Teníamos una feria llena de deporte con el puerto como escenario principal. Una mañana llegaban los empleados municipales, colocaban un palo de la luz viejo paralelo al agua, lo embadurnaban con grasa y montaban una cucaña para que los jóvenes se jugaran el tipo por llevarse a su casa un jamón o un billete de quinientas pesetas. El premio principal no era la pata del cero o el juego de botellas de vino que se llevaba el subcampeón, sino el honor de salir victorioso de aquella aventura que te abría las puertas del cielo y por un día te convertía en héroe en tu barrio.
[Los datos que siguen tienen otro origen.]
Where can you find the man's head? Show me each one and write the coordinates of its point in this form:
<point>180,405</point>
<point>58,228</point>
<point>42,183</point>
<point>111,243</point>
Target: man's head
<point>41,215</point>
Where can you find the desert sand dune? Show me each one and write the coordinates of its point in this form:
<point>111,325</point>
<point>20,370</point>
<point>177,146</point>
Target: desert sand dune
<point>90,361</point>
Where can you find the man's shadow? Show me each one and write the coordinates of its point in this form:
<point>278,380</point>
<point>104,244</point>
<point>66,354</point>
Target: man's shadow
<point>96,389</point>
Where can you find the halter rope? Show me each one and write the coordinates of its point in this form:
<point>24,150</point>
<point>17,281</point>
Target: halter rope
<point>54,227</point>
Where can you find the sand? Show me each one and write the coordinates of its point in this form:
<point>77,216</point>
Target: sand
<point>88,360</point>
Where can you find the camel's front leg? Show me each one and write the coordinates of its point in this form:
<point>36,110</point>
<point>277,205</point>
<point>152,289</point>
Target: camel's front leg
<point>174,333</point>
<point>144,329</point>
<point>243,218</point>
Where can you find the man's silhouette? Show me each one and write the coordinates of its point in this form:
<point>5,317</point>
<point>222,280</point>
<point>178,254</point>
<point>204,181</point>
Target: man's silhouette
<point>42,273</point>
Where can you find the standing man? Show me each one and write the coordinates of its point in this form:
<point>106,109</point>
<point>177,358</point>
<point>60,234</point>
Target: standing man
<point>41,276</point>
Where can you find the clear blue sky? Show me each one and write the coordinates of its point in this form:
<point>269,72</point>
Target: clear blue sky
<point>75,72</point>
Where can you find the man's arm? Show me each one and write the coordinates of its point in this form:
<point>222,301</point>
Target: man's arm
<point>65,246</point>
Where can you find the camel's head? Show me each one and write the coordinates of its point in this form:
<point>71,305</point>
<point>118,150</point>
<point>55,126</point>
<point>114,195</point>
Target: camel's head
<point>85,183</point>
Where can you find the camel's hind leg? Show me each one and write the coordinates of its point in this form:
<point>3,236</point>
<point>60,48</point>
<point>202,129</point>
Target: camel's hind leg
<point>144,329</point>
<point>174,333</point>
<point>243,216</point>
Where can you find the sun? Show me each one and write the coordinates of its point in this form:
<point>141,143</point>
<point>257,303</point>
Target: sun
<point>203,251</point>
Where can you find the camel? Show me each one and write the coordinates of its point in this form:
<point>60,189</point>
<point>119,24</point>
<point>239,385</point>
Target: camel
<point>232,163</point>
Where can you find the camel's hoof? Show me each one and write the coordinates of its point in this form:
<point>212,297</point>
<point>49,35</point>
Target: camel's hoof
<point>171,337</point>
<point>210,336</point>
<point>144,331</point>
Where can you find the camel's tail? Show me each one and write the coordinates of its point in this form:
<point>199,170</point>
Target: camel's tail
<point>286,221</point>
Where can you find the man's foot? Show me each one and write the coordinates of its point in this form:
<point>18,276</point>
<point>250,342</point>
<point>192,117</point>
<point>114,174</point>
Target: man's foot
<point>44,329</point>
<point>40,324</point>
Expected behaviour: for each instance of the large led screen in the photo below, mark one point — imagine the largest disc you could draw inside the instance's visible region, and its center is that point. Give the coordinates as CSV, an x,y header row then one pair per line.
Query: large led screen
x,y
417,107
En las ferias antiguas la prueba reina que se celebraba en el puerto era el concurso de saltos de trampolín, que se organizaba antes de la captura de patos. Los saltos eran uno de los espectáculos más atractivos en aquellos tiempos y reunía a cientos de almerienses en el puerto. Callejón, Ortiz, Paredes, Colomer, Miras, Valverde...eran algunos de los más célebres saltadores que hacían las delicias del público clavándose rectos en el agua. Pero lo más emocionante de aquellas jornadas no eran las exhibiciones desde el trampolín, sino los saltos que los más valientes ejecutaban desde lo alto de una de las grúas de carga que existían en el muelle; volaban en acrobáticas posturas y terminaban entrando de púa en el mar, ante el entusiasmo de los seguidores. En los primeros años cincuenta las autoridades prohibieron estos arriesgados saltos, no por el temor de que los saltadores oficiales sufrieran algún percance, sino porque aquellos valientes eran imitados después por las pandillas de muchachos, que sin ninguna experiencia ponían en grave riesgo sus vidas.
En la feria de los años setenta el deporte se intensificó en el programa: había pesca, tenis, natación, ajedrez, pelota, regatas, halterofilia, boxeo, hípica y aquel torneo de fútbol que desde 1970 estuvo organizando el empresario Ángel Martínez, con el nombre de trofeo Remasa.